The Coos River Estuary is one of the most productive systems in the state for salmonids, particularly for Coho salmon (Oncorhynchus kisutch). Lessons we learn here, can lend insight to restoration efforts throughout the state.
Since 2004 the Coos Watershed Association (CoosWA) has conducted a life cycle monitoring (LCM) project to study coho salmon abundance, survival, life histories, and habitat use in tide gated lowland streams. Palouse and Larson Creeks were selected as initial study sites, but monitoring effort was switched from Larson Creek to Willanch Creek in 2015. For many years, the focus of stream restoration has been in the upper reaches of salmon bearing streams. However, recent data from this project, as well as other similar projects, have revealed that juvenile coho thrive in tidal rearing habitat and exhibit temporal /spatial migration throughout freshwater and estuarine habitat. Utilization of tidal habitat for foraging and winter shelter is a previously undervalued aspect of coho life histories that has been inhibited by human activity such as channelization, tides gates, and dike construction. Life cycle monitoring efforts help highlight the critical importance of diverse habitat and juvenile fish passage for recovering viable coho populations. CoosWA’s LCM project uses 5 main methods to monitor coho: spawning surveys, PIT tags, antenna arrays, rotary screw traps, and seining.
Spawning surveys are designed to track long-term trends in population abundance and involve surveyors hiking upstream to count live fish and corpses of spawned out salmon. A scale sample is also taken from every 10th salmon carcass and sent to the Oregon Department of Fish and Wildlife (ODFW) to be analyzed. Surveys are conducted every 10 days for the duration of the spawning season.
PIT tags, or passive integrated transponders, are small cylindrical chips, similar to the chips used in car key fobs, which emit a unique identifying code when activated by the electrical field of an antenna array. Tags are inserted into the body cavity of young parr as they pass downstream through the rotary screw trap on their way out to the ocean. PIT tagging allows fish movement up/ down stream to be recorded at antenna sites without having to physically recapture fish, even years after they were initially tagged.
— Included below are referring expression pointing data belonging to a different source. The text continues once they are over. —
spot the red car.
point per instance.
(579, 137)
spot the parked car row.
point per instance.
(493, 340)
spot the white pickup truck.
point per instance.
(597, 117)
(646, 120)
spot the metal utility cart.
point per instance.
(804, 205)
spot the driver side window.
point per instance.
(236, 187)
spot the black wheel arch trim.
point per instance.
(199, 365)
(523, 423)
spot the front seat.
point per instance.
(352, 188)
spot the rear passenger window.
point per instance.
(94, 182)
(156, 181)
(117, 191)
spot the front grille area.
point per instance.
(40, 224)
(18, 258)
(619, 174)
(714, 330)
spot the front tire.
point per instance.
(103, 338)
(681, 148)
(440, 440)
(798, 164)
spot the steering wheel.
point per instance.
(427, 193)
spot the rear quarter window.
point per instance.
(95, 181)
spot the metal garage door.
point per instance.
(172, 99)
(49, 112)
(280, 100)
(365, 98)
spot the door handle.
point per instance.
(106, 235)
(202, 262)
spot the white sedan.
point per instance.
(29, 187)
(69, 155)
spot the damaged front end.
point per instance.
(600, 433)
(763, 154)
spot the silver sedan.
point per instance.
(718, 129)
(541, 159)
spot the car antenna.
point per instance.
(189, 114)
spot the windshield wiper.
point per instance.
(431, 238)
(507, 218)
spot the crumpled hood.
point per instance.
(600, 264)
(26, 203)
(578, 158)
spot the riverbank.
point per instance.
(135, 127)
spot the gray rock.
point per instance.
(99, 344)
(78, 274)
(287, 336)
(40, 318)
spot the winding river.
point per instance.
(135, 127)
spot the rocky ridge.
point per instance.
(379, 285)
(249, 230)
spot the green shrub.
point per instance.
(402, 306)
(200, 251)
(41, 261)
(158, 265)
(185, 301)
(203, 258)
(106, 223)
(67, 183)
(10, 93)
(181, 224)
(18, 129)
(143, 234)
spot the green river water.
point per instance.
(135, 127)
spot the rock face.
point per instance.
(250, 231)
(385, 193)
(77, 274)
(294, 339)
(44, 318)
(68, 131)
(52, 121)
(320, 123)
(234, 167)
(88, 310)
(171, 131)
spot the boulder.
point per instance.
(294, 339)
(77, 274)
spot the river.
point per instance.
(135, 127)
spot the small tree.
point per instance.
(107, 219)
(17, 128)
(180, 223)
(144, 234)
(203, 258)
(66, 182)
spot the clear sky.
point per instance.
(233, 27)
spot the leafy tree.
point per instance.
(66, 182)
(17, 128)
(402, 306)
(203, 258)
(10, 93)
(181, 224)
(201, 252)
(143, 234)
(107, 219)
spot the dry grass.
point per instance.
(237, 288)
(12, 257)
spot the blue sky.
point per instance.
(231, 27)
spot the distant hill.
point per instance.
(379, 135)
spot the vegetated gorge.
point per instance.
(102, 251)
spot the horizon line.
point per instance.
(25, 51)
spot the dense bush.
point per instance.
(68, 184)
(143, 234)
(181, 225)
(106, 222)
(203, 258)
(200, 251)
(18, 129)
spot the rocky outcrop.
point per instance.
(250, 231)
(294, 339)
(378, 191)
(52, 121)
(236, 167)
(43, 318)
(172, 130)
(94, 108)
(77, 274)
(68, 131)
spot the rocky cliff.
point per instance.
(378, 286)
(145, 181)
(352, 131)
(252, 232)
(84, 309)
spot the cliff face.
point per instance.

Antenna arrays are used to track migration of PIT tagged salmon via radio frequency identification (RFID) telemetry network. Two rectangular antenna circuits spanning the width of the creek are set up approximately 3-4 yards apart from each other. As a PIT tagged salmon passes through the rectangular circuit, its ID, date, and time are logged. Using two logged points directionality and velocity of the salmon can be determined. There are currently antenna arrays in both Palouse and Willanch Creeks.
Rotary Screw Traps
Rotary screw traps (RST) consist of two large pontoons supporting a spinning screw drum that funnels fish into a collection reservoir. Staff members check this reservoir, or “live box” every day and PIT tag appropriately sized coho as they migrate downstream. Screw traps are installed seasonally, typically around early March, in both Palouse and Willanch Creeks to capture this downstream migration.
Seining nets provide a random, mobile, and cost effective trapping method off the shore of larger bodies of water or across streams using two lateral nets. One end of the net is dragged along the bottom of the stream while the top is supported by floats, creating vertical net surface in the water column that prevents fish from escaping. Seining is useful for sampling larger stream segments and may be used to assess size, abundance, and boost numbers of PIT tagged fish if RST capture was insufficient.
Beginning in 1997, coho salmon life cycle monitoring (LCM) efforts were implemented as part of the Oregon Plan for Salmon and Watersheds by the Oregon Department of Fish and Wildlife (ODFW) in 7 coastal subbasins on the Oregon coast to monitor fish abundance and survival (Suring et al. 2012). LCM efforts conducted by CoosWA in the Palouse and Willanch subbasins are intended to broaden the scope of the Oregon Plan projects by including tide gated lowland habitats that are not captured by other ODFW LCM sites primarily located in upland settings. This is particularly important given the extensive conversion of lowland habitat for agriculture or other human use in the Coos River estuary. The high degree of land development in lowland habitat critical to juvenile survival means that finding ways to connect local stakeholders, policy-makers, and scientists will be critical for the recovery of coho in the Coos Basin and coast wide.